Players Flex Their Mental Muscles With Brain Age For Nintendo DS
Incredible 'Brain-Training' Craze in Japan Moves across Ocean to the United States
REDMOND, Wash., Jan. 30, 2006 - After decades of exercising players' thumbs, Nintendo is now moving to their minds. Brain AgeTM: Train Your Brain in Minutes a Day for Nintendo DSTM will help players flex their mental muscles. Brain Age represents the first in a series of U.S. brain-training titles that already have taken Japan by storm.
Brain exercise has been a hot topic lately. Baby Boomers and test-prepping school kids alike want to challenge themselves. In fact, a recent Time magazine article cited Brain Age in its exploration of the trend of people looking for ways to exercise their brains.
But Baby Boomers picking up a video game system? It's not as far-fetched as you might think. Three separate titles in the brain-training series are currently a huge craze in Japan. Each of them has achieved sales of more than 1 million units, with the most recent title hitting that milestone in less than a month. The craze has been fueled largely by older players, many of whom had never played a video game system before.
Brain Age (known as Brain Training in Japan) was inspired by the work of Professor Ryuta Kawashima, a prominent Japanese neuroscientist. His studies evaluated the effect of performing reading and mathematic exercises to help stimulate the brain.
"Young or old, everyone looks for ways to get a mental edge," says Reggie Fils-Aime, Nintendo of America's executive vice president of sales & marketing. "Our brain-training series, led by Brain Age, builds on the popularity of word and number puzzles and acts as a treadmill for the mind."
Brain Age presents players with a series of fun mental brain-training challenges that incorporate word memorization, counting and reading. It even includes sudoku number puzzles, which have become extremely popular features in newspapers around the country. The distinctive touch screen of Nintendo DS lets users write their responses, just as though they were using a PDA. Players even turn the Nintendo DS sideways to make it feel more familiar, like a book. The more often users challenge themselves, the better they become at the tasks and the lower their estimated DS "brain age."
Nintendo's brain-training series of games represent a cornerstone of Nintendo's aim to expand the world of video games to new audiences. The second title in the series, Big Brain Academy (known as Brain Flex in Japan) offers players 15 fun activities that test their brain powers in areas like logic, memory, math and analysis. Up to eight people can play with a single game card, and each activity takes less than a minute to complete.
Brain Age: Train Your Brain in Minutes a Day is rated E for Everyone and launches on April 17. Big Brain Academy is Rated E for Everyone and launches May 30.
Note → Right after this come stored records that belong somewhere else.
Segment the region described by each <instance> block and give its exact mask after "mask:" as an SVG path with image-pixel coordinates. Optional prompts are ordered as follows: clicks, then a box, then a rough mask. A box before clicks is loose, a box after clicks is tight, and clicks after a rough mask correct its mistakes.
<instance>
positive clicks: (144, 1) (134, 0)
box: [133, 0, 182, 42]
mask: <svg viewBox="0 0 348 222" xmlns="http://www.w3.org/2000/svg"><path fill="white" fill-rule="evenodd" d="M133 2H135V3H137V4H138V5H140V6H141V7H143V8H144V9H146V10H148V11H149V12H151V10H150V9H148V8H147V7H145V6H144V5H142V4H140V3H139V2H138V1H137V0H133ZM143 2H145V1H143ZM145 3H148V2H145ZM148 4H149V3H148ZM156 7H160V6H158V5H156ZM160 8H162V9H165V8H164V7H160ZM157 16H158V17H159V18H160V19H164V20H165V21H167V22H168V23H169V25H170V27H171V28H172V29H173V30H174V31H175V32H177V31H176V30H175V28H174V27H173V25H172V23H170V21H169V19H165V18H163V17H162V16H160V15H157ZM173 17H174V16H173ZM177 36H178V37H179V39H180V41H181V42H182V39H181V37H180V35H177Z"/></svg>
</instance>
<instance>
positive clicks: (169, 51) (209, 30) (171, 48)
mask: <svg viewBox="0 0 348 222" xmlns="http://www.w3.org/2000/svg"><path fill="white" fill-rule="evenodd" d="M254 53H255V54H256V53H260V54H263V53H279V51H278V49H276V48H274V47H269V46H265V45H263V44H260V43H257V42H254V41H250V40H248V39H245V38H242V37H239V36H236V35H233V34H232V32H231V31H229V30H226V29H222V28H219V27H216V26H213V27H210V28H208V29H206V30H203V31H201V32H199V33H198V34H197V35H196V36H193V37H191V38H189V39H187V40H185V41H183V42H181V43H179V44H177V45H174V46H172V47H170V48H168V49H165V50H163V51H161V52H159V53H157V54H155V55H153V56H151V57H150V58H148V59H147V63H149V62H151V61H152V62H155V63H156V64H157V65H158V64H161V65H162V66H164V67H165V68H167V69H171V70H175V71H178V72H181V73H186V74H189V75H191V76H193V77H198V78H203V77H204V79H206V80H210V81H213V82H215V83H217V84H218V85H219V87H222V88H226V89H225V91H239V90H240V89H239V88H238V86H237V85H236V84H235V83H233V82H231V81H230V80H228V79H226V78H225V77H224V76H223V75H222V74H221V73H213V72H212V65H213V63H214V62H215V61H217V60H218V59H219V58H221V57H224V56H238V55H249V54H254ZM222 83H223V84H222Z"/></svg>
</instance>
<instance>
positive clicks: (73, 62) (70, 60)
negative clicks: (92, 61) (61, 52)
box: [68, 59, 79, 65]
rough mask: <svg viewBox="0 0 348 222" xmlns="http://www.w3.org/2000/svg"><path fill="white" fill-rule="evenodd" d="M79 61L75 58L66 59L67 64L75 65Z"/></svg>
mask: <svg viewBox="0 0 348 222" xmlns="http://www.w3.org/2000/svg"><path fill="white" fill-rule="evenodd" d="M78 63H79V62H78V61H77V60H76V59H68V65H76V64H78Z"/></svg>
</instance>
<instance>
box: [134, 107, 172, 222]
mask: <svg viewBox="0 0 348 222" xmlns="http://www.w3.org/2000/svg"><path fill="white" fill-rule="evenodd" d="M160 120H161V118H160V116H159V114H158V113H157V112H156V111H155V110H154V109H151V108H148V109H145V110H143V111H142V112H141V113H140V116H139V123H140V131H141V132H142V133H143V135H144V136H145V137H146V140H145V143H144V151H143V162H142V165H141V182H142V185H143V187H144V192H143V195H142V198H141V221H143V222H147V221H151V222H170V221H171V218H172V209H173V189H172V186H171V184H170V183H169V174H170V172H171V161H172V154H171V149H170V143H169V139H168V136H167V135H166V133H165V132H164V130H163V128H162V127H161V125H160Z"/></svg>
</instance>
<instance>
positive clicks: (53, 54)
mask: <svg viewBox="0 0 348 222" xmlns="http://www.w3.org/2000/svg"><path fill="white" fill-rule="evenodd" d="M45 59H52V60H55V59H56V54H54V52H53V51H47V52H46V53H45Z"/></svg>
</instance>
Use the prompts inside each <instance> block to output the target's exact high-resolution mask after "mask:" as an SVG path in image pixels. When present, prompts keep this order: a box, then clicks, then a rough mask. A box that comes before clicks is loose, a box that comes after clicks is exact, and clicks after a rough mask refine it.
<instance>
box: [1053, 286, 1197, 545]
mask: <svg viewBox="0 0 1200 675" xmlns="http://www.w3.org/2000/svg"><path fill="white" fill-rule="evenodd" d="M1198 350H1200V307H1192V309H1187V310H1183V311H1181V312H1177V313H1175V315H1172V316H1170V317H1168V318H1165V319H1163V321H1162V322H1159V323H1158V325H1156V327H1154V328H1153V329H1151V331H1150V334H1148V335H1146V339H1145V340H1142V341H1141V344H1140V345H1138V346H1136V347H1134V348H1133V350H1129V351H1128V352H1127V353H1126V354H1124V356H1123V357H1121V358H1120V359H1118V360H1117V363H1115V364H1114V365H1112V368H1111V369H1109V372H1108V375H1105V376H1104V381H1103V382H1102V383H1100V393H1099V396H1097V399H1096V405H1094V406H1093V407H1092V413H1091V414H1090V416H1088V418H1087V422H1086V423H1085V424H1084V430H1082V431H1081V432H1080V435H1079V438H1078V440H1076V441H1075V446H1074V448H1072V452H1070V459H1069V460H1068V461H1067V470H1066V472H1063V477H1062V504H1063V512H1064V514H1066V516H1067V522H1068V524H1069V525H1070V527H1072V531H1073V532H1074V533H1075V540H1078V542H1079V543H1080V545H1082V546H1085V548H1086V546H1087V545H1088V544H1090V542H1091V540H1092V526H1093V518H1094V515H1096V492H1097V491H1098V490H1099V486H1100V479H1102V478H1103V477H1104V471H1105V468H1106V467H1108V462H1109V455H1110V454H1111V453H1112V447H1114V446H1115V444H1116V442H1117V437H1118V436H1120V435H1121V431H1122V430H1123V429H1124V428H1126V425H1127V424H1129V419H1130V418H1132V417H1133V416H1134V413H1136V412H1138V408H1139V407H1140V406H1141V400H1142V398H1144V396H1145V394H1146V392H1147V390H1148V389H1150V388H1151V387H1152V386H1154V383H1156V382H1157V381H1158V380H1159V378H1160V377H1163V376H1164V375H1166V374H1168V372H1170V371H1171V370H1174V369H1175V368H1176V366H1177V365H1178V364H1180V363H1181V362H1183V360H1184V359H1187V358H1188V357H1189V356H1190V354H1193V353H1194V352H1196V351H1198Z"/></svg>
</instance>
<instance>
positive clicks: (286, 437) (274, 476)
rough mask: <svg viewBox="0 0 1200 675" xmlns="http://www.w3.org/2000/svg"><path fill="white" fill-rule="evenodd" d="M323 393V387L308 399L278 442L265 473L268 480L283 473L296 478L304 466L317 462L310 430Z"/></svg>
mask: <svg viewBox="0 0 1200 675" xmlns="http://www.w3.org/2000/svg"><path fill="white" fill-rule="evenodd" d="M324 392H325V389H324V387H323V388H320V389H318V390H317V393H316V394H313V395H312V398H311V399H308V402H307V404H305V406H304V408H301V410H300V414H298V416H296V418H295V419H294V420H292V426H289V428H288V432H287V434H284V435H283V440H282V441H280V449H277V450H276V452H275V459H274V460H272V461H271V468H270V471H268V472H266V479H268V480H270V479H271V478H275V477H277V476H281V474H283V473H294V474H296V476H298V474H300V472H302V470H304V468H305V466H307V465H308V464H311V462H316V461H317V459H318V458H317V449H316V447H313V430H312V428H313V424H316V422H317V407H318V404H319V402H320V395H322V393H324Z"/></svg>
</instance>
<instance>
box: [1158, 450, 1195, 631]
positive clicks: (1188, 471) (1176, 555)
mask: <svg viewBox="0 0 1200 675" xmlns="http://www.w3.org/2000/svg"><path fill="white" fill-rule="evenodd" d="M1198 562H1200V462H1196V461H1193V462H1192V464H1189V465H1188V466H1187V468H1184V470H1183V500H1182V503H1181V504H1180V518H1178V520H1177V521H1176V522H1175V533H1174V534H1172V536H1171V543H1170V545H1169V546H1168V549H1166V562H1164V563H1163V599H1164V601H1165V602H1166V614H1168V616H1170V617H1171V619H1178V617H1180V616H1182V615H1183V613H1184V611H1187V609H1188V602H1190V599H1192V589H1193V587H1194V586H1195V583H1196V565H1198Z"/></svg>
The worldwide leader and innovator in the creation of interactive entertainment, Nintendo Co., Ltd., of Kyoto, Japan, manufactures and markets hardware and software for its popular home and portable video game systems. Each year, hundreds of all-new titles for the best-selling Game Boy® Advance SP, Nintendo DSTM and Nintendo GameCubeTM systems extend Nintendo's vast game library and continue the tradition of delivering a rich, diverse mix of quality video games for players of all ages. Since the release of its first home video game system in 1983, Nintendo has sold more than 2 billion video games and more than 360 million hardware units globally, creating enduring industry icons such as MarioTM and Donkey Kong® and launching popular culture franchise phenomena such as Metroid®, ZeldaTM and Pokémon®. A wholly owned subsidiary, Nintendo of America Inc., based in Redmond, Wash., serves as headquarters for Nintendo's operations in the Western Hemisphere.